CC BY 4.0 · ACI open 2021; 05(01): e1-e12
DOI: 10.1055/s-0041-1729982
Original Article

DeepSuggest: Using Neural Networks to Suggest Related Keywords for a Comprehensive Search of Clinical Notes

Soheil Moosavinasab
1   Research Information Solutions and Innovation, The Research Institute at Nationwide Children's Hospital, Columbus, Ohio, United States
,
Emre Sezgin
1   Research Information Solutions and Innovation, The Research Institute at Nationwide Children's Hospital, Columbus, Ohio, United States
,
Huan Sun
2   Department of Computer Science and Engineering, The Ohio State University, Columbus, Ohio, United States
,
Jeffrey Hoffman
3   Department of Pediatrics, Nationwide Children's Hospital, Columbus, Ohio, United States
4   Department of Pediatrics, The Ohio State University College of Medicine, Columbus, Ohio, United States
,
Yungui Huang
1   Research Information Solutions and Innovation, The Research Institute at Nationwide Children's Hospital, Columbus, Ohio, United States
,
Simon Lin
1   Research Information Solutions and Innovation, The Research Institute at Nationwide Children's Hospital, Columbus, Ohio, United States
5   Department of Biomedical Informatics and Department of Pediatrics, The Ohio State University College of Medicine, Columbus, Ohio, United States
› Author Affiliations
Funding This study received its financial support from Patient-Centered Outcomes Research Institute (grant number: ME-2017C1-6413).

Abstract

Objective A large amount of clinical data are stored in clinical notes that frequently contain spelling variations, typos, local practice-generated acronyms, synonyms, and informal words. Instead of relying on established but infrequently updated ontologies with keywords limited to formal language, we developed an artificial intelligence (AI) assistant (named “DeepSuggest”) that interactively offers suggestions to expand or pivot queries to help overcome these challenges.

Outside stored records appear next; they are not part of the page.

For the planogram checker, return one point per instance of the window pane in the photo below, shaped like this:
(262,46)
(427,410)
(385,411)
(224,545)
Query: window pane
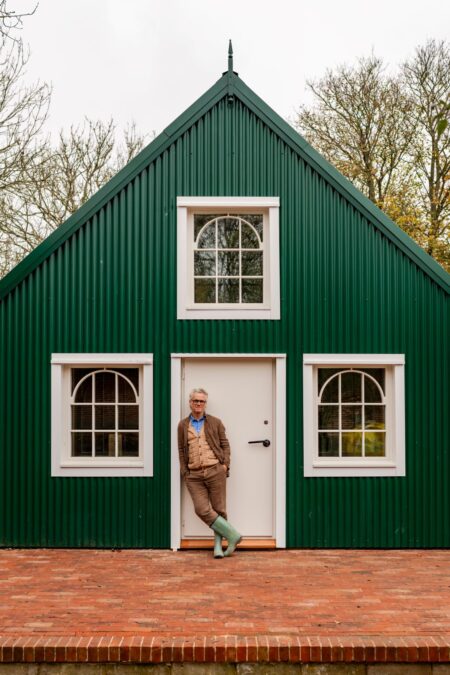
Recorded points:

Methods We applied an unsupervised neural network (Word2Vec) to the clinical notes to build keyword contextual similarity matrix. With a user's input query, DeepSuggest generates a list of relevant keywords, including word variations (e.g., formal or informal forms, synonyms, abbreviations, and misspellings) and other relevant words (e.g., related diagnosis, medications, and procedures). Human intelligence is then used to further refine or pivot their query.

Results DeepSuggest learns the semantic and linguistic relationships between the words from a large collection of local notes. Although DeepSuggest is only able to recall 0.54 of Systematized Nomenclature of Medicine (SNOMED) synonyms on average among the top 60 suggested terms, it covers the semantic relationship in our corpus for a larger number of raw concepts (6.3 million) than SNOMED ontology (24,921) and is able to retrieve terms that are not stored in existing ontologies. The precision for the top 60 suggested words averages at 0.72. Usability test resulted that DeepSuggest is able to achieve almost twice the recall on clinical notes compared with Epic (average of 5.6 notes retrieved by DeepSuggest compared with 2.6 by Epic).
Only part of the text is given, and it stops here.